富士山が宙に浮き上がっているように見える「浮き富士」「宙に浮く富士山」が12月19日の早朝、志摩市の海岸から見られた。
伊勢志摩から富士山まで直線距離で200キロ以上離れるが、気温が下がる冬の早朝の、空気が澄んで水平線上に雲がない条件が重なった時、日本最高峰・高さ3776メートルの富士山は観測できる。日中は大気中のスモッグやちりが影響し、ほとんど見ることはできない。
海の上に浮いたように見える「浮き富士」を観測できるのは、日本で唯一、志摩市と鳥羽市の一部の海抜0メートルの地点からだけで、近年、富士山を撮影するカメラマンが冬の伊勢志摩に泊りがけで訪れるようになった。「浮き富士」は、志摩半島沖を流れる水温が温かい黒潮の影響が大きく、特に気温が下がる冬場に海水と水面近くの空気との温度差が大きくなることで光が屈折して起こる「蜃気楼(しんきろう)」の一種「浮島現象」による。
「浮き富士」が観測できるのは、志摩市が「安乗崎公園」(阿児町安乗)、「国府浜(こうのはま)」(国府)、「浅浜」(甲賀城ノ崎)、「市後浜」(志島)、「須場浜」(大王町波切)、鳥羽市が「千鳥ケ浜」(相差町)、「鎧崎(よろいざき)」(国崎町)。直線距離で約206キロ離れる「須場浜」からが観測最遠の地になる。

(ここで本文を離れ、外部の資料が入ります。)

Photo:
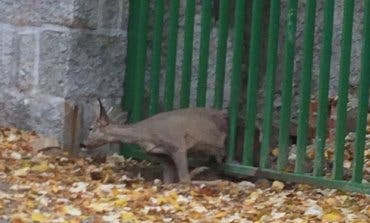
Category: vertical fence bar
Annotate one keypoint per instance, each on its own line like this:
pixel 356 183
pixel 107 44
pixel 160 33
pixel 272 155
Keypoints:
pixel 204 52
pixel 235 76
pixel 287 84
pixel 254 58
pixel 221 53
pixel 188 51
pixel 171 55
pixel 130 70
pixel 309 30
pixel 272 46
pixel 345 65
pixel 140 62
pixel 363 94
pixel 324 75
pixel 156 56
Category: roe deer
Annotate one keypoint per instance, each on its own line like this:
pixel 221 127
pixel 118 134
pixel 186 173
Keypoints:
pixel 171 134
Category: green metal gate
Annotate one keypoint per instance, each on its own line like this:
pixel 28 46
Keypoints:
pixel 134 86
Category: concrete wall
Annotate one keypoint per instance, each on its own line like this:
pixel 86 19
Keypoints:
pixel 56 54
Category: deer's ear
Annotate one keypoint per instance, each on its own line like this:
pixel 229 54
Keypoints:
pixel 103 117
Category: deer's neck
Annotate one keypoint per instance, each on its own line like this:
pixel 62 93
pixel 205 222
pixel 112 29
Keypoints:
pixel 123 134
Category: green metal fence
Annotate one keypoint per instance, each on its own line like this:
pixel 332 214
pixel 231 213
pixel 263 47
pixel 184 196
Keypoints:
pixel 134 98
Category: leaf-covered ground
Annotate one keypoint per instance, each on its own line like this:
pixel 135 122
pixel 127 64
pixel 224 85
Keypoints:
pixel 53 187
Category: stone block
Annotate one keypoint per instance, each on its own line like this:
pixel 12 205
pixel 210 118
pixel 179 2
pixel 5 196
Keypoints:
pixel 96 66
pixel 85 14
pixel 19 12
pixel 54 54
pixel 111 13
pixel 13 111
pixel 8 57
pixel 55 11
pixel 25 74
pixel 46 115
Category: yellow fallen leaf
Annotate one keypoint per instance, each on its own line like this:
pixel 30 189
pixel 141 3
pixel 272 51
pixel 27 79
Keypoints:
pixel 21 172
pixel 120 203
pixel 128 217
pixel 71 210
pixel 220 214
pixel 277 186
pixel 100 207
pixel 38 217
pixel 332 217
pixel 41 167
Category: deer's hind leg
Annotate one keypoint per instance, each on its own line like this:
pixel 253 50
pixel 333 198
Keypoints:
pixel 180 159
pixel 168 169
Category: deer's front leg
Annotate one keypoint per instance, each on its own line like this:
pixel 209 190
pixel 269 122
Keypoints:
pixel 181 161
pixel 168 168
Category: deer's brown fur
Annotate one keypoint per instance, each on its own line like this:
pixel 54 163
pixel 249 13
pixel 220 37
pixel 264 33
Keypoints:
pixel 172 134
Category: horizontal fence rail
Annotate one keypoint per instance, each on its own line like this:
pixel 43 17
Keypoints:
pixel 248 60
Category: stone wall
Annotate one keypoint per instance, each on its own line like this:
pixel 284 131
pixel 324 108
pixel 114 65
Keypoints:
pixel 57 54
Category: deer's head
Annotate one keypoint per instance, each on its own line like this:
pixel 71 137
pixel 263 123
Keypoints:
pixel 98 135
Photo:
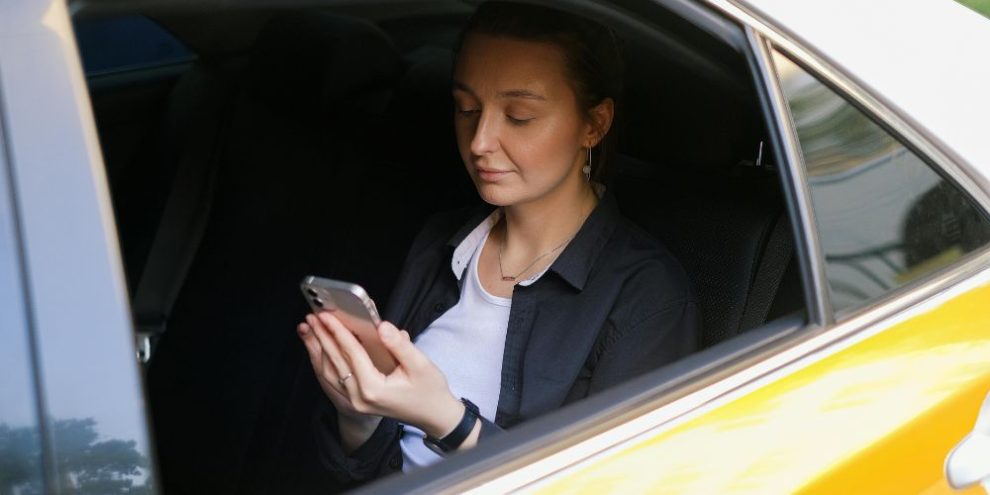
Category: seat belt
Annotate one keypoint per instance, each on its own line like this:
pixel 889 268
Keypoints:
pixel 769 274
pixel 187 208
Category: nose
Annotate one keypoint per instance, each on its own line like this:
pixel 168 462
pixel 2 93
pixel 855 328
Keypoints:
pixel 485 138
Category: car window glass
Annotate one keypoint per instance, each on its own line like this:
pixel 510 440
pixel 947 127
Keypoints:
pixel 20 440
pixel 884 216
pixel 123 43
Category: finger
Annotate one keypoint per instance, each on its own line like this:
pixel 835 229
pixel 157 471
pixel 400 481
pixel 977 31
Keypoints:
pixel 310 342
pixel 355 354
pixel 401 346
pixel 329 346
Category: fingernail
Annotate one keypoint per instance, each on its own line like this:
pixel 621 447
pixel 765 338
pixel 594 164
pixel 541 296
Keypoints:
pixel 388 330
pixel 325 318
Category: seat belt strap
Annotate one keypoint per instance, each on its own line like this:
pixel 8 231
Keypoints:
pixel 776 255
pixel 186 211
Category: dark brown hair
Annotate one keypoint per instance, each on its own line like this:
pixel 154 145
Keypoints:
pixel 592 55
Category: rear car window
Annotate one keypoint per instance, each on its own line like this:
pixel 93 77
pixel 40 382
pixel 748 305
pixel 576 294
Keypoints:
pixel 126 43
pixel 884 216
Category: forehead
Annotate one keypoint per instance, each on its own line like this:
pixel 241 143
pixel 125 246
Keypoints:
pixel 492 64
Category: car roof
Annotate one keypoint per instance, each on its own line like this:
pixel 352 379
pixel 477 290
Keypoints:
pixel 926 59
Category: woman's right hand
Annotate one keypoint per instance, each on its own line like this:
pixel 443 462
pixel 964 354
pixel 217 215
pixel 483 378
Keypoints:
pixel 355 427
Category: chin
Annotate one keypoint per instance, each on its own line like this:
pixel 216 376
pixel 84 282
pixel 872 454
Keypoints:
pixel 496 195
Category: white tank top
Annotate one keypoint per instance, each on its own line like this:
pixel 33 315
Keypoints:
pixel 466 343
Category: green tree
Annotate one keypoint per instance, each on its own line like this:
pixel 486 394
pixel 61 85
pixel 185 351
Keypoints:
pixel 86 464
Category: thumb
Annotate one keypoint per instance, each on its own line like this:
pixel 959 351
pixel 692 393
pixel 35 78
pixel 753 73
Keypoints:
pixel 398 343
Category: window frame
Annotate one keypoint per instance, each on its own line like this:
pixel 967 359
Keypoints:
pixel 19 307
pixel 665 395
pixel 752 355
pixel 926 147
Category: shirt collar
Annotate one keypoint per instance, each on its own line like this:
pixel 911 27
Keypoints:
pixel 574 263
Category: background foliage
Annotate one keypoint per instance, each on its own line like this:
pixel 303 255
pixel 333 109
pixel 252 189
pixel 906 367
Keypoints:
pixel 981 6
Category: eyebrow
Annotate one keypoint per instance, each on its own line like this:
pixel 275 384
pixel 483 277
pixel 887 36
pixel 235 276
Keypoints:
pixel 512 93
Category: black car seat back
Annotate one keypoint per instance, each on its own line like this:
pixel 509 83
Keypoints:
pixel 281 208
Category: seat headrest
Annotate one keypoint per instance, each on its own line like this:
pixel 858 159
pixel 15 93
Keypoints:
pixel 307 63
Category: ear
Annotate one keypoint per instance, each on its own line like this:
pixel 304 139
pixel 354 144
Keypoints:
pixel 601 121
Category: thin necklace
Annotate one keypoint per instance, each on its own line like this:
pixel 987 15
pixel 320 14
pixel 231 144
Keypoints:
pixel 512 278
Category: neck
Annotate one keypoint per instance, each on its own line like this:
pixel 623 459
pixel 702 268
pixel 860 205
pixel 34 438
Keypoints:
pixel 538 226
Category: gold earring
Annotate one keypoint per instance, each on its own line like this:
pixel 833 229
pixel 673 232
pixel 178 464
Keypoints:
pixel 587 166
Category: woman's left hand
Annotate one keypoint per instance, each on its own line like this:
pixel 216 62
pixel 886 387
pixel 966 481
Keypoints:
pixel 415 392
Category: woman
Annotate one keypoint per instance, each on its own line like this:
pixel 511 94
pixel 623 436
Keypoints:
pixel 549 298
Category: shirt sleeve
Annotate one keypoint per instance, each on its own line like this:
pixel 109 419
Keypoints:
pixel 378 456
pixel 661 337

この日は、伊勢志摩から富士山を撮影する写真家の泊正徳さんが安乗漁港の灯台を入れた「浮き富士」の撮影に成功した。泊さんは「5時30分ごろ現場に到着しシャッターを切る。水平線に薄い雲があり富士山の姿はない。少し待っていると雲が消えるかもしれないと約30分期待をしながら待つことに。6時過ぎ再びチャレンジすると頂上付近に雲はあるものの、富士山の姿が見え始めた。その後富士山の全容が現れ、夢中でシャッターを切った。何事も諦めずにチャレンジすることの大切さを富士山から学んだ」と話す。